Devletin kadın merkezlerini kapatan kayyumuyla, gözaltısındaki cinsel şiddetiyle, hapishanelerdeki saldırıları ile fiilen uygulayıcısı olduğu erkek şiddetine, İstanbul Sözleşmesi’nden çıkış ve LGBTİ+ harekete yönelik yasaklarla, erkeklerin kadınları kamusal alanda ve özel alanda sindirmek için uyguladıkları şiddetin önünü açması eklendi. Göçmen kadınlar için herhangi bir vatandaşlık hakkı zaten söz konusu değilken geri gönderilme riski özellikle kamu kurumlarındaki erkek şiddetini pervasızlaştırıyor. Kadın cinayetleri de trans cinayetleri de vahşileşerek artarken LGBTİ+ hareket yer altına inmeye zorlanıyor. Sonuçta patriyarka sistem olarak tüm toplumsal ilişkilere ve kurumlara eklemlenirken, bu bize ev içindeki erkek şiddetinin ötesinde devletin erkek şiddeti ya da sermayenin kadın işçileri baskı altına alırken ‘ahlaksızlık’ suçlamasıyla işten çıkarma tehdidiyle kendini gösteriyor. Uzaklaştırma kararları uygulanmıyor tacizci polis şefleri terfi ettiriliyor, çıplak arama rutinleştiriliyor, ILO190 imzalanmıyor, kayyumlara ve Kürt kadınların kazanımlarının gasp edilmesine sistematik olarak devam edilirken, eski kocası tarafından öldürülen kadınlar için İçişleri Bakanı “kapıyı açmasalardı” diyebiliyor. Sonuçta patriyarkanın kendini koruma ve yeniden üretmesinin aracı olarak erkek şiddeti tüm toplumsal ilişkilerde vücut buluyor. Erkek ve erkek devlet şiddeti; kayyum polis tacizi oluyor, patron tacizi tehdidi oluyor, ırkçılıkla birleşiyor göçmen kadınları hedef alıyor, okul müdürlerinde cisimleşiyor öğrencilere taciz ve baskı olarak dönüyor ve tabii her daim ailede ve yanımızdaki yöremizdeki erkeklerle hayatımıza giriyor.

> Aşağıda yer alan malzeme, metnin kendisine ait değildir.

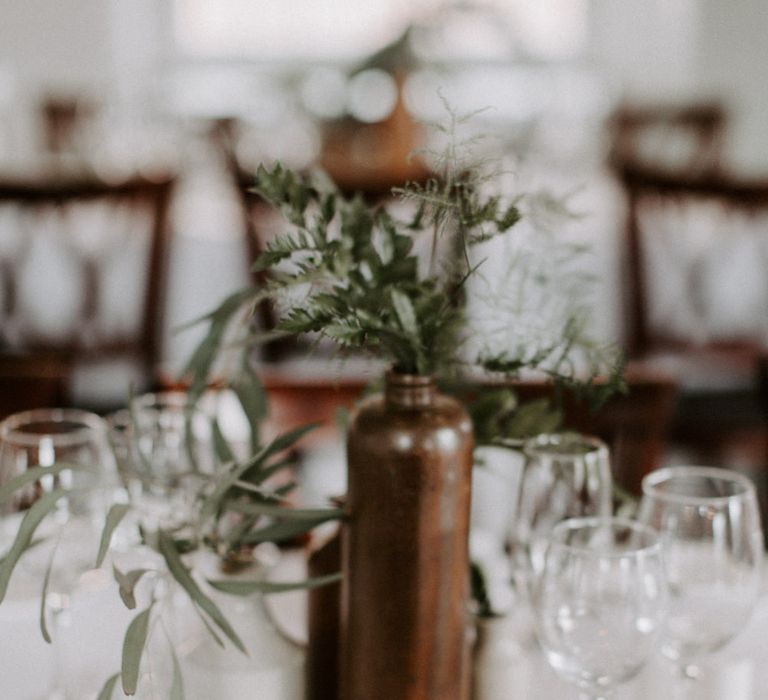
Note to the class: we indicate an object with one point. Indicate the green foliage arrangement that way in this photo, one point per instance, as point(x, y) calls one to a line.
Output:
point(368, 279)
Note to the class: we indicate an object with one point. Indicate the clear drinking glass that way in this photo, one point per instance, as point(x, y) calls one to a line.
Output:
point(164, 447)
point(69, 536)
point(709, 523)
point(565, 475)
point(46, 436)
point(600, 601)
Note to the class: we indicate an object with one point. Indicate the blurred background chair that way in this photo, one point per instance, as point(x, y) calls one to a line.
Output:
point(83, 270)
point(696, 305)
point(677, 137)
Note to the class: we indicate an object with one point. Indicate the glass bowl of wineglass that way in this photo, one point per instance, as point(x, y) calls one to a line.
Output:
point(600, 602)
point(709, 523)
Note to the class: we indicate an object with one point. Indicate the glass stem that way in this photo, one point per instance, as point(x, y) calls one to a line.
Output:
point(685, 681)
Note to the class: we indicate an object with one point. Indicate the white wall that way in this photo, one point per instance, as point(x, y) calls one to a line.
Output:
point(733, 61)
point(50, 46)
point(646, 49)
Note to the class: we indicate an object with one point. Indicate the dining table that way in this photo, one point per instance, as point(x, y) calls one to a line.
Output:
point(510, 666)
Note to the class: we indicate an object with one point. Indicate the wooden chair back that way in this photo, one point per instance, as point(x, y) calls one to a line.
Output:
point(686, 137)
point(83, 268)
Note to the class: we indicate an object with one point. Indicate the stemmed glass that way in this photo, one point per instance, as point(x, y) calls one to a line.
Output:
point(565, 475)
point(44, 438)
point(600, 602)
point(163, 446)
point(709, 522)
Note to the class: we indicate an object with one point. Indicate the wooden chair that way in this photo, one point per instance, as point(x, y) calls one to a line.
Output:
point(684, 137)
point(65, 241)
point(31, 381)
point(691, 306)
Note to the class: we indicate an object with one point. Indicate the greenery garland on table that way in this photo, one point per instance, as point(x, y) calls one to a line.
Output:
point(367, 280)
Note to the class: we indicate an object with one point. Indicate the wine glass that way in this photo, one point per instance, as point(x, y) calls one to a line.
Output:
point(709, 523)
point(600, 601)
point(69, 536)
point(163, 447)
point(565, 475)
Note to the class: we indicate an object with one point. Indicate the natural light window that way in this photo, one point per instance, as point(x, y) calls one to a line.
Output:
point(343, 30)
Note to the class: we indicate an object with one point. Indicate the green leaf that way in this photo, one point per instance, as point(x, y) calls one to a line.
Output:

Erkek şiddetiyle mücadelenin öznesi kim
Son 10 yıldır AKP adım adım kadın düşmanı politikaları daha yüksek sesle hayata geçirdikçe iktidar ittifaklarını hatta muhalefete saldırılarını da kadın ve LGBTİ+ düşmanlığı üzerinden inşa etmeye başladı. “Legebeteciler ve İstanbul Sözleşmesi aileyi yıkıyor” diye başlayan kadın düşmanlığı ve nefret politikalar Yeniden Refah ve Hüdapar ile ittifaklarda 6284 pazarlığına LGBTİ+ hareketin yer altına itilmesinde anlaşmaya dönüştü. Kuşkusuz bir rejim değişikliğinden ya da faşizmin kurumsallaşmasından bahsediyorsak toplumu en küçük hücresine kadar yeniden örgütleme politikasının da farkındayız. AKP de kadınların itaat ettiği, LGBTİ+’ların görünmezleştiği bir toplumun kendi bekası için ihtiyaç olduğunun fakında. Ve tüm bu patriyarka- devlet iş birliğine karşı mücadele tüm toplumsal muhalefetin gündemi olmak durumunda. Ayrımsız olarak kadınlara yönelik saldırılara da LGBTİ+’lara yönelen nefret politikalarına da eş zamanlı karşı duruş elzem.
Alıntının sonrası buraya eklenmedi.